Source Code Reference

src.language.utils

The NIAID Stats Calculator supports I18n internationalization. It currently provides English and Spanish translations. The translation files are stored in the locales folder.

setLocale(locale)

Sets the locale to use for the language service.

Arguments
  • locale (String) – the device locale or default

getCurrentLocale()

Retrieves the device locale. Will be used to define intial language state in reducer.

isRTL()

Is it a right-to-left (RTL) language?

translateHeaderText()

translateHeaderText: screenProps => coming from react-navigation (defined in app.container.js) langKey => will be passed from the routes file depending on the screen.(We will explain the usage later int the coming topics)

src.components

The React Native components that comprise the views in the application.

src.components.Navigation

The Navigation component that defines the top NavBar.

src.components.ResultsContainer

The component that will display the results of the equations.

src.components.fishersExact

The components that define the input form area and input form for the Fishers Exact Test.
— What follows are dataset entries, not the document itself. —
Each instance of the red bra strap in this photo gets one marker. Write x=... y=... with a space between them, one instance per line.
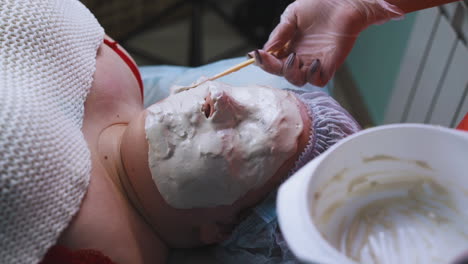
x=133 y=67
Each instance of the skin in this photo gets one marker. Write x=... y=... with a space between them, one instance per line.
x=123 y=215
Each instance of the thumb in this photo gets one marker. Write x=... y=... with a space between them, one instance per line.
x=284 y=31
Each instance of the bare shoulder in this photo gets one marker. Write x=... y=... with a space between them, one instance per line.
x=107 y=223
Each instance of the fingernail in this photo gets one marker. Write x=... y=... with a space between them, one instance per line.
x=258 y=58
x=315 y=65
x=312 y=70
x=323 y=76
x=290 y=60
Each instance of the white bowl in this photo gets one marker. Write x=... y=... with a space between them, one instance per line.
x=390 y=194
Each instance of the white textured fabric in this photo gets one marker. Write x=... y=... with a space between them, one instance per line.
x=47 y=61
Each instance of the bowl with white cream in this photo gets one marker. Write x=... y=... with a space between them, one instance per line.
x=390 y=194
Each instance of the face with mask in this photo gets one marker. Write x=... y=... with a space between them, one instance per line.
x=197 y=158
x=210 y=145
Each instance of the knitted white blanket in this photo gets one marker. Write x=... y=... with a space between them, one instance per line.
x=47 y=61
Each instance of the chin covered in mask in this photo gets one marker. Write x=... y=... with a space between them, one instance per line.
x=199 y=159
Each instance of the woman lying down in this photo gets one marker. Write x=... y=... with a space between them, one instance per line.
x=89 y=173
src.components.fishersExact.FishersInputForm

The component that defines the input form for the Fishers Exact Test.

src.components.studentT

The components that define the input form area and input form for the Fishers Exact Test.
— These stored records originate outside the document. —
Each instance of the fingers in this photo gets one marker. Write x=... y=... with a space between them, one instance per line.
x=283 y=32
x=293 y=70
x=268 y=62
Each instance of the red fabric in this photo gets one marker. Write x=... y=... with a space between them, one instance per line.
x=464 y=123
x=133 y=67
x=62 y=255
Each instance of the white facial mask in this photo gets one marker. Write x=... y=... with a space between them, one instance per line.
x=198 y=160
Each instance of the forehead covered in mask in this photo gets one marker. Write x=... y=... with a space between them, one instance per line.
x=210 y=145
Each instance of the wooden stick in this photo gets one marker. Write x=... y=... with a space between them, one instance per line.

src.components.studentT.StudentTInputForm

The component that defines the input form for the Student’s t-test.

src.lib

The JavaScript code that does all of the math and related heavy lifting lives here.

src.lib.utils

A utilities file containing generic functions used by the stats package. It exports asVector and toScientific.
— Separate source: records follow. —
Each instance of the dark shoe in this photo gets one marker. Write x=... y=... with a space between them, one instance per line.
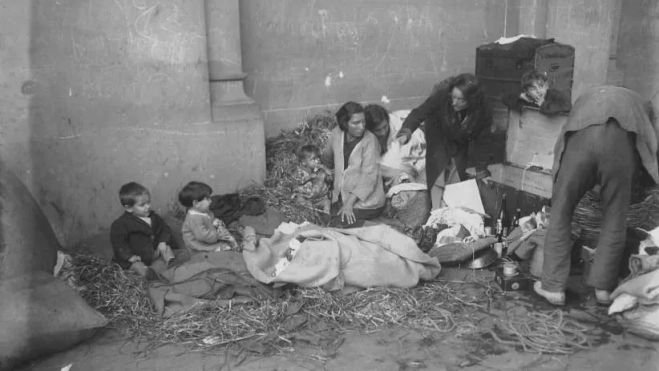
x=151 y=275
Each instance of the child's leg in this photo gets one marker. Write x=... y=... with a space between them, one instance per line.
x=327 y=205
x=165 y=251
x=140 y=268
x=249 y=239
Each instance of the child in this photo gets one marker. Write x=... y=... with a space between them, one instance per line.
x=201 y=230
x=315 y=179
x=536 y=93
x=140 y=237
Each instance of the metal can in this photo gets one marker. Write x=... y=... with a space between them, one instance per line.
x=498 y=247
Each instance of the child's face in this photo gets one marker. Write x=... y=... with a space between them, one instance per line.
x=311 y=161
x=142 y=206
x=537 y=91
x=202 y=205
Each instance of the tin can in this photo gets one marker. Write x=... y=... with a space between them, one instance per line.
x=510 y=269
x=498 y=247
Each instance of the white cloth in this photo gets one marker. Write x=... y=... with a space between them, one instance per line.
x=405 y=187
x=414 y=151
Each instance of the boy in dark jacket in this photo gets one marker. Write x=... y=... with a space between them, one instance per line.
x=536 y=93
x=140 y=237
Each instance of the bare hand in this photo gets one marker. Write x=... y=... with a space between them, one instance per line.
x=347 y=214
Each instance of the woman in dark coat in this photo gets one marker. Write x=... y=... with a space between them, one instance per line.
x=455 y=116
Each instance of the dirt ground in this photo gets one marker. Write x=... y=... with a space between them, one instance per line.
x=390 y=348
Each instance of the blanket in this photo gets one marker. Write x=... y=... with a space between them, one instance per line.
x=220 y=275
x=341 y=259
x=636 y=301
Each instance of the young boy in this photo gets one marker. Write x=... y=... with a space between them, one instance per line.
x=315 y=179
x=536 y=93
x=140 y=237
x=201 y=230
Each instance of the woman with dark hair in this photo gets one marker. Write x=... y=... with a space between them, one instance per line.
x=353 y=153
x=455 y=114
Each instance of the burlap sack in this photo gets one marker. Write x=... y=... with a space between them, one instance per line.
x=41 y=315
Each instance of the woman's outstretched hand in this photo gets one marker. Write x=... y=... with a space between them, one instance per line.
x=347 y=214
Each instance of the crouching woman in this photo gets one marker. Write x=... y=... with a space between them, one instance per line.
x=353 y=153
flattenArray(data, outputArray)

Flattens a multidimensional array or a primitive into an array.

Arguments
  • data (any) – the data to attempt to flatten

  • outputArray (Array) – the array to flatten the data into, because arrays are pass by reference, the array object will be updated directly, no return is necessary.

asVector(x)

Returns input as an Array if possible or in it’s original format otherwise. Returns undefined if input is of type Symbol. Mimicking R internals.

Arguments
  • x (*) – the thing to convert

Returns

Array|Object – an array if the input is convertible, otherwise returns the input or undefined if the input was typeof ‘symbol’

round(value, decimals)

Rounds a number to the specified number of decimal points. Note that the built in toFixed() function has known errors when rounding and returns a string, not a number.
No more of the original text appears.